Most recently, on Saturday we enjoyed lunch dishes picked up from Sawadee — the Thai restaurant in nearby Cénac. Today (Sunday), we lunched at least as well with selections from Daglan’s own Le Petit Paris. Here’s a few looks at what we had:

For Saturday’s lunch, I ordered the sauté of chicken with a big assortment of vegetables and fresh cashew nuts, plus a serving of rice, for just 15 euros. It was delicious and so hearty that I almost (that’s almost) had trouble finishing the meal. Here’s my plate:

A huge portion, and quite delicious.

As it happened, on Saturday Jan had also picked up dishes from Sawadee for two friends in our village, and here’s a note that our friend Vicky emailed back to us: “Just finished our meal — delicious, very fresh, and a lovely change.” I completely agree.
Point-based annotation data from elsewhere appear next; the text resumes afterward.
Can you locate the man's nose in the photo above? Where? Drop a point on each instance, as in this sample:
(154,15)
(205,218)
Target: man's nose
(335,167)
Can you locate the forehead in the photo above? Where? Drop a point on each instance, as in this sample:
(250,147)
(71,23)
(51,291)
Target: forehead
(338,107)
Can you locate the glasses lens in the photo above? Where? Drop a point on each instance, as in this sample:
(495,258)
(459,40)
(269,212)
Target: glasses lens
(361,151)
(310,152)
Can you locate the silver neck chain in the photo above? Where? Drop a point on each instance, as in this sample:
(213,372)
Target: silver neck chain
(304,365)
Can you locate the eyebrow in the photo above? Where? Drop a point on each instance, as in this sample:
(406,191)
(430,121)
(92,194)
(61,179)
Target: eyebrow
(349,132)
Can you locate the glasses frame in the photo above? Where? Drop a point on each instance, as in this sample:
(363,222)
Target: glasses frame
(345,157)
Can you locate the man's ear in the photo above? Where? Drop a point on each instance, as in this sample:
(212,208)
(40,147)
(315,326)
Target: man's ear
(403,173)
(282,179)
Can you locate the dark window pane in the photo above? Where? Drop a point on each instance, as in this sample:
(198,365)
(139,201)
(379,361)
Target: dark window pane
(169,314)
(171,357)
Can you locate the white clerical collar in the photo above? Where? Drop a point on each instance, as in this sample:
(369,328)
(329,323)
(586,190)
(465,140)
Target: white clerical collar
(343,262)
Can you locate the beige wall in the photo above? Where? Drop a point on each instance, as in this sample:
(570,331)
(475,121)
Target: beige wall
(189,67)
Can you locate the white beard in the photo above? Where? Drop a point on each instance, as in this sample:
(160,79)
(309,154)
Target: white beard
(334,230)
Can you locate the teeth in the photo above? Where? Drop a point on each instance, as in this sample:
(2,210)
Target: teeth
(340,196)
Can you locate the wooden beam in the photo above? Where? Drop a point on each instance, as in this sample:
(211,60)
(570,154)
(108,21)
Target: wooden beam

As for today’s lunch, Jan and I each had the Le Petit Paris main course of beef cheeks — that is, joue de bœuf français au vin rouge — slow-cooked, with a few vegetables, and accompanied (for me) by gnocchi and (for Jan, puréed potatoes).  Super tender, super flavourful. Divine! Have a look:

Wonderfully tasty, tender beef cheeks.

For dessert, each of us had the crème brûlée flavoured with orange blossoms. While the topping wasn’t crunchy (since this was take-out, after all), the dessert was sweet and delicious. Here’s mine:

Sweets for the sweet!

And all of this for just 30 euros in total — 11 euros each for the main courses, and 4 euros for the desserts. Jan’s verdict: “I may never cook again!”

Our new production line: A new venture from the village Mayor and council is a program for resident volunteers to produce face masks, to be used as protection against Covid-19. Ever eager to help, Jan volunteered to make 60 masks — and today the Mayor delivered the necessary supplies to her: 120 pieces of fabric (two per mask) and enough elastic for the 60 masks. Jan has already cut the elastic into the right lengths, and has advised that we will be making the masks in a production line. We haven’t tried it yet (that will come tomorrow) but I understand that Jan will operate the sewing machine, and I will do whatever she tells me.